Editorial: Atualizar a tradição

Existe um imaginário em torno do Carnaval, que é feito parte de memória coletiva, parte recordações individuais. Como todas as tradições, a folia tem o poder de fazer crer que ela sempre foi assim, para aqueles que se comunicam com sua manifestação presente, em ruas e salões; e, numa versão desta mesma sensação, de inspirar as críticas daqueles saudosos dos carnavais de outros tempos, para eles, mais autênticos, e dotados de elementos indispensáveis à festa, mas hoje em desuso pelas novas gerações.
Mas sabe-se que as tradições são um fenômeno mais complexo. O historiador britânico Eric Hobsbawn falava sobre invenções das tradições. Para ele, estas eram sempre inventadas. Afinal, em algum momento eram instituídas e novas, ainda que construídas a partir de elementos ou mesmo de tradições anteriores. O que determina sua continuidade é a capacidade de se comunicar com o imaginário e os valores da comunidade. Em pouco tempo, elas entram na memória coletiva e ocupam um espaço cativo, como sempre estivessem estado ali.

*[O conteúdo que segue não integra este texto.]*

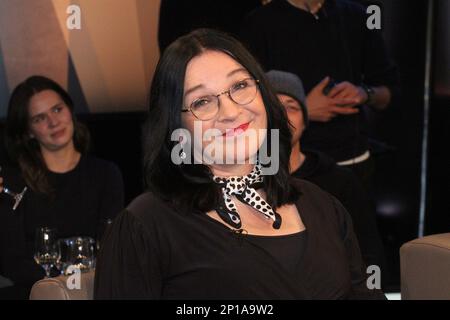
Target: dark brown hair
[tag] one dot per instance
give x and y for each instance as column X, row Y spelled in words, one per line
column 191, row 186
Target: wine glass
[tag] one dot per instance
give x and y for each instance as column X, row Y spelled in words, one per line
column 16, row 196
column 78, row 252
column 47, row 252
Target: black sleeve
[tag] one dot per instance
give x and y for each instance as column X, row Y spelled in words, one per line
column 128, row 265
column 112, row 198
column 356, row 264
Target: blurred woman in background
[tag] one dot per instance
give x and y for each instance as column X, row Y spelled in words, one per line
column 67, row 189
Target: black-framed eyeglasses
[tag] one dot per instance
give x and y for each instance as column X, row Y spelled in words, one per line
column 242, row 92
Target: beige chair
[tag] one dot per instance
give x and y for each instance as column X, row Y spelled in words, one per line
column 57, row 288
column 425, row 268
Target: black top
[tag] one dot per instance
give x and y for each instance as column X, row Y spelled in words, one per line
column 154, row 251
column 342, row 183
column 339, row 45
column 293, row 247
column 179, row 17
column 84, row 197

Um exemplo disso foi a reconfiguração do Carnaval de rua de Fortaleza, que se expandiu, estabeleceu novos polos, viu nascer blocos tidos como favoritos e emplacou canções no repertório do folião. Um fenômeno que cresceu exponencialmente nas duas últimas décadas e que, hoje, não só faz parecer que a festa na cidade foi sempre assim, como é difícil imaginar de forma distinta – como foram os tempos em que as praias da moda esvaziavam as ruas da Capital. Hoje, há espaço para as duas folias e outras tantas, como as festas serranas, e ninguém parece duvidar.

Dizem os estudiosos das tradições que estas são tudo, menos manifestações culturais petrificadas. Estão em constante manutenção e atualização. Ainda que exista uma conexão forte com o passado, ela faz parte do presente e não pode deixar de refletir o espírito da época em que se faz viva. No caso do Carnaval, são notórias, por exemplo, o jogo da sátira e da crítica social, em que o noticiário político fornece novas personagens que servem de mote para máscaras e fantasias irreverentes; e do cancioneiro de blocos e bandas que fazem troça a partir de novos acontecimentos.

Não é o caso, claro, de deslegitimar a saudade ou desvalorizar o passado. Na festa de Momo, há espaço para toda sorte de folião e de folia. A programação oficial das prefeituras e extraoficiais abundam em propostas que atendem aos mais diversos gostos. E essa multiplicidade é também uma atualização da tradição, que não cessa de se reinventar, mas sem perder a própria identidade.

As mudanças, não se deve esquecer, não são imperativamente boas ou ruins. Mesmo os saudosistas precisam reconhecer o avanço no entendimento de que se deve, cada vez mais, respeitar o espaço e a integridade das pessoas. A festa é espaço de trocas sociais, mas é preciso estar atento à expectativa e aos direitos do próximo. O beijo-roubado, por exemplo, hoje não há dúvidas, se configura como assédio. É Lei e há sanções previstas para esse comportamento.

Aqui, também, deve se lembrar que as tradições também mudam, pois o mundo deixa de tolerar certos atos. Merece ser aposentado, como o lança-perfume que circulava livremente em salões do passado, com a errônea fama de brincadeira inofensiva.